Batizada inicialmente de Programa Nacional Vida Animal, a iniciativa prevê uma atuação conjunta entre o Governo Federal, estados e municípios. A participação das cidades e estados ocorrerá por meio de convênios voluntários, permitindo que cada região adapte as ações à sua realidade local.
Foco em castração e guarda responsável
A proposta define que o manejo desses animais deve ser feito de forma ética e sustentável. Entre as principais metas do projeto estão a realização de censos populacionais e sanitários dos animais domésticos, a criação de campanhas contínuas e gratuitas (ou subsidiadas) de vacinação e castração, além do incentivo permanente à adoção responsável.

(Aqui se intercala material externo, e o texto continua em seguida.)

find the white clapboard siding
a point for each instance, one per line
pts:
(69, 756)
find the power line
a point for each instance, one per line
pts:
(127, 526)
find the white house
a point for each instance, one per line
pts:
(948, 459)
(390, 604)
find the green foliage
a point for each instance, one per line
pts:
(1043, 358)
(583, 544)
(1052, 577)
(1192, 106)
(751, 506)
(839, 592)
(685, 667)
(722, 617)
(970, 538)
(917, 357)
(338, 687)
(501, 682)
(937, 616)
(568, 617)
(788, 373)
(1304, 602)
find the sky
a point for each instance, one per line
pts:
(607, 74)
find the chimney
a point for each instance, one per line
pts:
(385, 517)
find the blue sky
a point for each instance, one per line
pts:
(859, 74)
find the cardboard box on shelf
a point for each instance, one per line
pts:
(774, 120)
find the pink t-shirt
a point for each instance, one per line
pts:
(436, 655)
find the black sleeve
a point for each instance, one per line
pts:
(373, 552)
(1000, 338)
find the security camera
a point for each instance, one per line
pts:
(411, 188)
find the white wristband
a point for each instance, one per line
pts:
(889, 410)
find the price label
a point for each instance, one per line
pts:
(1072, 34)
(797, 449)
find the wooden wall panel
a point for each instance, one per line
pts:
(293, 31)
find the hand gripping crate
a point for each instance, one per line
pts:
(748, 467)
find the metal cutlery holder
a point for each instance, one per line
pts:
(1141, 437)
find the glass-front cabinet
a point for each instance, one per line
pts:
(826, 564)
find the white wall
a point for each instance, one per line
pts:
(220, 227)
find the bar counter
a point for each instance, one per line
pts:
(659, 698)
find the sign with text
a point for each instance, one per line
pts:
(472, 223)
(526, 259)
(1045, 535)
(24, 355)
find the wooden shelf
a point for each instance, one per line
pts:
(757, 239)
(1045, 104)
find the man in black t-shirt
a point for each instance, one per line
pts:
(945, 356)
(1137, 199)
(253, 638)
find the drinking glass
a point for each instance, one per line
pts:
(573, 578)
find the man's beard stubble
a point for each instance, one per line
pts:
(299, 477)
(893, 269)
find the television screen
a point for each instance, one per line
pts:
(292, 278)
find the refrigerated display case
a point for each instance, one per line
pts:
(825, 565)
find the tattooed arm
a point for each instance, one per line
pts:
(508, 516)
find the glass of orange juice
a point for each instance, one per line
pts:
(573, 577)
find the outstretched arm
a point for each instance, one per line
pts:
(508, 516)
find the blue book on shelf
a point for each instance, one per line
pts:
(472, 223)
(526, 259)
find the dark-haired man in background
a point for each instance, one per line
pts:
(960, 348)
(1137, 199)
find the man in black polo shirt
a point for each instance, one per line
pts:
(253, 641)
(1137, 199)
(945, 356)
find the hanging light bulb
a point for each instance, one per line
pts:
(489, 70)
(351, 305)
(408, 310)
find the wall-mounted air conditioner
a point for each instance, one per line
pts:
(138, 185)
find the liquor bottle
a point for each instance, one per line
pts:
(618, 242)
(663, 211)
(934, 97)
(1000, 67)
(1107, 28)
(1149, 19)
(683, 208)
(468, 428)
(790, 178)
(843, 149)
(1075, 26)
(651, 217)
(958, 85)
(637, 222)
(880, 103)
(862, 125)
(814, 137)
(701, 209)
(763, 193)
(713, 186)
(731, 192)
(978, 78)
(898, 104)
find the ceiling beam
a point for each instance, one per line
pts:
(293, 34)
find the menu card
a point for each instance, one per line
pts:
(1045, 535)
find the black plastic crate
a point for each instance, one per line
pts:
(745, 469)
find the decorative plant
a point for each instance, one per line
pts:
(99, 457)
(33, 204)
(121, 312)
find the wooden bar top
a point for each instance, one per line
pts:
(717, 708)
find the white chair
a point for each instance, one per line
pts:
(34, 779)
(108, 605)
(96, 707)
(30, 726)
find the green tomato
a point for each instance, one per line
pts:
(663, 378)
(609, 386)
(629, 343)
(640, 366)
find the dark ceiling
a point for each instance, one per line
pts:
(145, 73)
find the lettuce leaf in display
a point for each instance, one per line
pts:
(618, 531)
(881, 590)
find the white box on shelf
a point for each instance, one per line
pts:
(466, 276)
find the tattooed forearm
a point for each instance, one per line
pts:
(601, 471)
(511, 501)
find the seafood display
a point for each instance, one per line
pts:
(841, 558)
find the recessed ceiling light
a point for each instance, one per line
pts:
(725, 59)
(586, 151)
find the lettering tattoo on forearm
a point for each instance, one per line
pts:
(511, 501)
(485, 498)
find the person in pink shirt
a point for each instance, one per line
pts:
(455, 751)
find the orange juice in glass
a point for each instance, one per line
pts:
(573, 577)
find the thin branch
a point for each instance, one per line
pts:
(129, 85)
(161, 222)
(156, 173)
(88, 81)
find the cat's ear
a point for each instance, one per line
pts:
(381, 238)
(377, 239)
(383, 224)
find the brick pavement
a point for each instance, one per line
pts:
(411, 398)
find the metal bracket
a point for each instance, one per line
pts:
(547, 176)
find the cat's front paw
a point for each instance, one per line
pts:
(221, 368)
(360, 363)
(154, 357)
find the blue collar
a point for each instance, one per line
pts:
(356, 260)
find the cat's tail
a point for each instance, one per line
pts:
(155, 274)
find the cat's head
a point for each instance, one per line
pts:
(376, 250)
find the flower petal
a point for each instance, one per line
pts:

Para garantir a organização do programa, as ações serão integradas ao Cadastro Nacional de Animais Domésticos. Esse banco de dados servirá como ferramenta para planejar, rastrear e medir a eficácia das medidas adotadas pelo poder público. O acesso a recursos financeiros ou benefícios do programa poderá exigir que os municípios cumpram regras rígidas de transparência e normas de saúde.
Importância para a saúde pública
Especialistas e defensores da medida apontam que a falta de um controle populacional estruturado de cães e gatos acelera o surgimento de doenças transmissíveis e sobrecarrega o sistema de saúde pública, com impactos severos principalmente em áreas urbanas de maior vulnerabilidade social.
A proposta une o conteúdo de dois projetos anteriores e busca dar maior eficiência administrativa e sanitária ao tema. O texto agora seguirá para análise, em caráter conclusivo, de outras três comissões da Câmara: Meio Ambiente; Finanças e Tributação; e Constituição e Justiça. Se aprovado, o projeto ainda precisará passar pelo crivo do Senado antes de virar lei.